Resistance to Change. Doctors have got used to a particular methodology and workflow. A patient walks in. The Doctor's assistant pulls out a physical file folder containing the patient's medical history, a record of his/her visits to the doctor, his/her lab and other diagnostic test results, and the handwritten notes about the patient's history. As the doctor begins consultation, it's easy for him/her to quickly thumb through the pages and get up to speed on the patient's medical history.
About a year back, we made a decision to move from NY to NJ. My 8 year old daughter, a chronic Asthma patient, had one of her usual attacks. We took her to a local doctor in NJ, who requested that we physically bring in and hand over her past medical records from her Pediatrician in NY. She said, we could have them fax the records, or have them even mail the records.

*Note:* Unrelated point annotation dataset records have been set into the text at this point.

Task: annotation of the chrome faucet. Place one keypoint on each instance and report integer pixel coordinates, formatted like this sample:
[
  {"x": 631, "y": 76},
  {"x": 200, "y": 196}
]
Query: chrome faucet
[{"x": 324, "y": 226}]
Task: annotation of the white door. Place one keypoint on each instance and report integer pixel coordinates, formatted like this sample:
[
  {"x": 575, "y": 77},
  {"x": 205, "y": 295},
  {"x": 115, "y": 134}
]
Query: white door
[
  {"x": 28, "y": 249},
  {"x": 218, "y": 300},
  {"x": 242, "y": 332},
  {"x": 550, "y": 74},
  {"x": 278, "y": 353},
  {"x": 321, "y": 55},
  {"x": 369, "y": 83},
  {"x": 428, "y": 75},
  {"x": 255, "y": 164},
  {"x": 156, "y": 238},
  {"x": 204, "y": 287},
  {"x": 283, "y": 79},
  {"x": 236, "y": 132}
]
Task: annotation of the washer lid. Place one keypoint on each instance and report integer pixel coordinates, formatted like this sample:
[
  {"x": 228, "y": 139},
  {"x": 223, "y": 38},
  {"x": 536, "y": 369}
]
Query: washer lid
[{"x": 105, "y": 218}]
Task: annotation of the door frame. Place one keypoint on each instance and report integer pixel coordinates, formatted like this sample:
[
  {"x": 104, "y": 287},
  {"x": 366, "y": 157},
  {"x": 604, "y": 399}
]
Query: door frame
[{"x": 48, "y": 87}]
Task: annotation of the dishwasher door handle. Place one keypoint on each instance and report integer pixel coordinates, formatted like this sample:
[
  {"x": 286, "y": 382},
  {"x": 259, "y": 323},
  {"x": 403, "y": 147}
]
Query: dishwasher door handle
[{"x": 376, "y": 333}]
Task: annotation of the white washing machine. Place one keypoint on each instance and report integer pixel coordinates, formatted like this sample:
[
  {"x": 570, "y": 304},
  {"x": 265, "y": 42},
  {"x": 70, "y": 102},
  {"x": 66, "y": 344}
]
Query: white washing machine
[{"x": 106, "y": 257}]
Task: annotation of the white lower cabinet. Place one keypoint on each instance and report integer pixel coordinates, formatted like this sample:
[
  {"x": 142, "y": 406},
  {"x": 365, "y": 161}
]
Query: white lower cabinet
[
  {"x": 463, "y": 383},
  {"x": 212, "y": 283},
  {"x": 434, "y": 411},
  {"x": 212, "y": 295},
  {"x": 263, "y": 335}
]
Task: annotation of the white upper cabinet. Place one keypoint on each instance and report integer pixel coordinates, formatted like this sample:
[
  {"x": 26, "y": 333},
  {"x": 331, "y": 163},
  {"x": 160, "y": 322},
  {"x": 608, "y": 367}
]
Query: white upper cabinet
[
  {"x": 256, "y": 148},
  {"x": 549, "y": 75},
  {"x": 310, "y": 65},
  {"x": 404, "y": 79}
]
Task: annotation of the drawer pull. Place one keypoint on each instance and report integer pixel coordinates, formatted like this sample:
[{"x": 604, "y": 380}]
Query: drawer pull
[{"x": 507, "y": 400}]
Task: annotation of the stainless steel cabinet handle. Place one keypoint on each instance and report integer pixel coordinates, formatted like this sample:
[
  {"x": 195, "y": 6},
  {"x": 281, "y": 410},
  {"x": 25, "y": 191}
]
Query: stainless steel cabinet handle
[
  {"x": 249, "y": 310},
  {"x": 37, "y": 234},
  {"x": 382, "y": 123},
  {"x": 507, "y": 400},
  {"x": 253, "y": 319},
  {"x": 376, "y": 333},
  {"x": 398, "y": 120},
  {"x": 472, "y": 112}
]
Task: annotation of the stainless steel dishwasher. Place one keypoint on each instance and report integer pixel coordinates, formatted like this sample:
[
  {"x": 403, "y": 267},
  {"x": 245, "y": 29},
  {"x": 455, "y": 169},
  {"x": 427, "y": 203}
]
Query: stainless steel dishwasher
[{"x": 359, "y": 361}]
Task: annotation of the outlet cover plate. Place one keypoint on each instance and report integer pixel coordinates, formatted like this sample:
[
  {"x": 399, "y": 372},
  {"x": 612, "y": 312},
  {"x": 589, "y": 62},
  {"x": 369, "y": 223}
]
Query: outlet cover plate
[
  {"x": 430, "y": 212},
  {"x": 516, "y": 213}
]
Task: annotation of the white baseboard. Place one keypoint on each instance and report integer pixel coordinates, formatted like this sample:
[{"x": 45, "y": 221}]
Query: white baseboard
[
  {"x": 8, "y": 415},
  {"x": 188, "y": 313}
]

There was no way of her receiving or viewing a digital version of her past medical history with a few secure access codes instantaneously, nor was there a way for the NY practice to digitally transmit the records and avoid valuable time lost, or even loss of confidential patient history, in the course of this physical transfer. The doctor gave her some temporary medication, based on our relaying her history, and had to wait for the physical records to be released from the NY practice after a bunch of red-tape processes and signatures, to get a detailed grasp on her history.
Today doctor's are under increasing pressure to scan these paper files and convert them to electronic medical records (EMRs). In fact, the Federal Govt. has set a goal for every American to have an EHR by 2014. However, despite nearly $17 billion in economic stimulus money that is dedicated to medical records scanning, many small practices are reluctant to make the change.
Why are doctors so reluctant to change. In course of a recent visit to a major practice in NY, I realized that they had implemented Allscripts EMR. This is one of the most acclaimed electronic health application available today. It not only makes the doctor's workflow much easier and convenient, but its plethora of mobile features, including its well known e-prescription and CPOE, improves quality of care, and raises patient safety to new heights. Inspite of this, an insider mentioned that at an astonishing number of doctors within the practice, are not very happy to work with AllScripts or any EMR for that matter.
Why this reluctance? It is not that they are averse to computers. Most doctors today have depended on digital information and computers, to secure their Medical Degrees. So what is it? It may be for multiple reasons. Maybe they did try an EMR, in the days that EMR was newly introduced, but were left with a "not so comfortable" experience due to lack of information or customer support, or the vendors were not trained in how and which system works best for that specific clinic. Therefore, those doctors must have even gone back to using paper after spending thousands of dollars on a system that either was not customizable or did not integrate well with the other practice management or billing programs. Or, maybe, they feel that the modern day EMR, and other e-Health applications are going to gradually undermine their capabilities of efficiently and effectively handling the Patient Care workflow, by themselves. Though, this definitely is not the case; since the e-health applications are just tools for them to use, in order to improve patient care and safety.
Then why this reluctance to change? Why do we have to think that we need to literally drag a doctor, kicking and screaming, into this digital IT world to make everyone's life and efforts more meaningful?